In the Edo period, daimyō were required to alternate between Edo and their home provinces in service to the Edo bakufu.  In 1634, while traveling for official attendance service, Tadatomo suddenly died in the Kyōto residence for his domain.  He was thirty-one years old.  Although uncertain, he may have died from smallpox as did his older brother, Gamō Tadasato.  He did not have an heir so his demise brought an end to the Gamō family.  Owing to Tadatomo’s death, the Ōmi-Gamō lineage ended, but there was talk among residents that divine punishment served as the underlying cause.

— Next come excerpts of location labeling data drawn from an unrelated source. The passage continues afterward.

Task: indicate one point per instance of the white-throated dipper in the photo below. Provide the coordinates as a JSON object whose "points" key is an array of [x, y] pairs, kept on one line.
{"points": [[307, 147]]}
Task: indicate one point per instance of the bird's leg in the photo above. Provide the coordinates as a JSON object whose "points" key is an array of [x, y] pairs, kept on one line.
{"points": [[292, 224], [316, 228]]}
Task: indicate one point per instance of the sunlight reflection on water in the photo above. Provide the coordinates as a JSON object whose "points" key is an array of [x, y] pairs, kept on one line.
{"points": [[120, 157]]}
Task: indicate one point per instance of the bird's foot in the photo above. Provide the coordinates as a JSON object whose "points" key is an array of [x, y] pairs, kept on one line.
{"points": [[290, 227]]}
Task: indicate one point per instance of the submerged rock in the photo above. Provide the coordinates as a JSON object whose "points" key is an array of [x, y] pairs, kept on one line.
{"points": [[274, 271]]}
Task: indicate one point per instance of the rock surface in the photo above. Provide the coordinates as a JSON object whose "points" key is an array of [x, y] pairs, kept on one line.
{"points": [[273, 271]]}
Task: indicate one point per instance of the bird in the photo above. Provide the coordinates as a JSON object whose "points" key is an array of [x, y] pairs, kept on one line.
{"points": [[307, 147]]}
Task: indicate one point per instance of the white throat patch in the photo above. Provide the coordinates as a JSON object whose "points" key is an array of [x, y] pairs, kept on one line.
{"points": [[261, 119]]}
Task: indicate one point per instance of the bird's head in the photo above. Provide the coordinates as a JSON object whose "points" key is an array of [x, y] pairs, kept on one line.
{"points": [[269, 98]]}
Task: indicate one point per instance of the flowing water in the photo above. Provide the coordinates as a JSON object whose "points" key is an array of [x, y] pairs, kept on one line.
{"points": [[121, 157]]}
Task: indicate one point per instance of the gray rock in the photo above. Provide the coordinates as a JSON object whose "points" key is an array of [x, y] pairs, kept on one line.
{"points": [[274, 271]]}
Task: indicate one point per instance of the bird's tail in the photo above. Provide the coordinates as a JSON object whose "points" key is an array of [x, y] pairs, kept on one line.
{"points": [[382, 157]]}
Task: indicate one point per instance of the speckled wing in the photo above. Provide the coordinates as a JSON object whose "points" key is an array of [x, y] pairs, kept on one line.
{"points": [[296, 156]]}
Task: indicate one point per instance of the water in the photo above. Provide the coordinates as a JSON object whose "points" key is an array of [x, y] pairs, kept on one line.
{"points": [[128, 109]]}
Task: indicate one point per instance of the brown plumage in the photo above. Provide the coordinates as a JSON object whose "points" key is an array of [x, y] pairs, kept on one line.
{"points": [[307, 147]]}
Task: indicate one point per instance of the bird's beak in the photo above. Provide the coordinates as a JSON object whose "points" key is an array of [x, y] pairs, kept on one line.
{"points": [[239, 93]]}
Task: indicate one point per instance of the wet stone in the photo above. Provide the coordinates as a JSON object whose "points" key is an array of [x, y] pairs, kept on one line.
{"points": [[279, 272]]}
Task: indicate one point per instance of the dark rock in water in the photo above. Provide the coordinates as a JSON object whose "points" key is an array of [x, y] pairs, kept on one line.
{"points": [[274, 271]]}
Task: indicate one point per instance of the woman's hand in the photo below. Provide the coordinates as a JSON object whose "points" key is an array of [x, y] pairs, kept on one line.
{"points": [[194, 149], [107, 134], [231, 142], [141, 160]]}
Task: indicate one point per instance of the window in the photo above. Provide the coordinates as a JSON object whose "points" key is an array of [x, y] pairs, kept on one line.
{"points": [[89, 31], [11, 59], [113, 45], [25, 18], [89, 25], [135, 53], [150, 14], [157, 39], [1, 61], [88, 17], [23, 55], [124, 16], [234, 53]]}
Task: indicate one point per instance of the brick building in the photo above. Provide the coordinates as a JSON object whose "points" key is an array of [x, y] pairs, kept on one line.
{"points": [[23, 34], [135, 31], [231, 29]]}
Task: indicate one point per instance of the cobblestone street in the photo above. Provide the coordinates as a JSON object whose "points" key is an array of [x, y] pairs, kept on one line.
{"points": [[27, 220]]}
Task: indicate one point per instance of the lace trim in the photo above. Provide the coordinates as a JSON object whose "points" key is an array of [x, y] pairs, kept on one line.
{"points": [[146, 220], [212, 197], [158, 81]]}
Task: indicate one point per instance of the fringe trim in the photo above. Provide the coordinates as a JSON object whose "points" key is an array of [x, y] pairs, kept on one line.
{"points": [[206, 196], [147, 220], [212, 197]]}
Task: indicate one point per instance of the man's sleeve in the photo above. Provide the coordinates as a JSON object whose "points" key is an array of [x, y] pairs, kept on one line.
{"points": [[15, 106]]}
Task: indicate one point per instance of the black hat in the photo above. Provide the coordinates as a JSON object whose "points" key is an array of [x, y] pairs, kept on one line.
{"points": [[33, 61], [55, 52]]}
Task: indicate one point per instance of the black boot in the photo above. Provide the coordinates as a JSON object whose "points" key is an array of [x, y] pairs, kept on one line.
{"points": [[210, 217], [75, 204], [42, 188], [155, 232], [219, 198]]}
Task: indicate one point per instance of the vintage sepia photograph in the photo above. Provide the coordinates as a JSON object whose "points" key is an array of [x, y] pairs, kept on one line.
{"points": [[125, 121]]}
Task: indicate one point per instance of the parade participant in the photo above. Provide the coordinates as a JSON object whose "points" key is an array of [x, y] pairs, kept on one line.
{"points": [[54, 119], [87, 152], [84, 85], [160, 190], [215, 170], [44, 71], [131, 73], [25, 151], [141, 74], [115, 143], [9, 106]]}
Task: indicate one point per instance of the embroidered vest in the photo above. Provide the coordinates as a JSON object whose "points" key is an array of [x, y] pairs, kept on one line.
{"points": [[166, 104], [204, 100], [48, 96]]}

There is a portrait of Tadatomo handed-down over generations in the Iyo-Enpuku Temple in Matsuyama.

Anecdotal horror story

After Tadatomo became the head of the domain, a long time passed without the birth of a male heir, but soon he directed his resentment toward pregnant women in the domain, apprehending and killing them and their unborn children in a repeated series of tragic events.  It was said that the hatred of pregnant women who met untimely deaths culminated in the end of the Gamō family.  As evidence, there is a stone cutting board in Matsuyama Castle, and in the park built on the castle ruins, one can still hear the sound of sobbing.  This type of story can also be heard, among others, with respect to a well at Himeji Castle where a consort of Kodera Norimoto named Okiku had been killed and abandoned.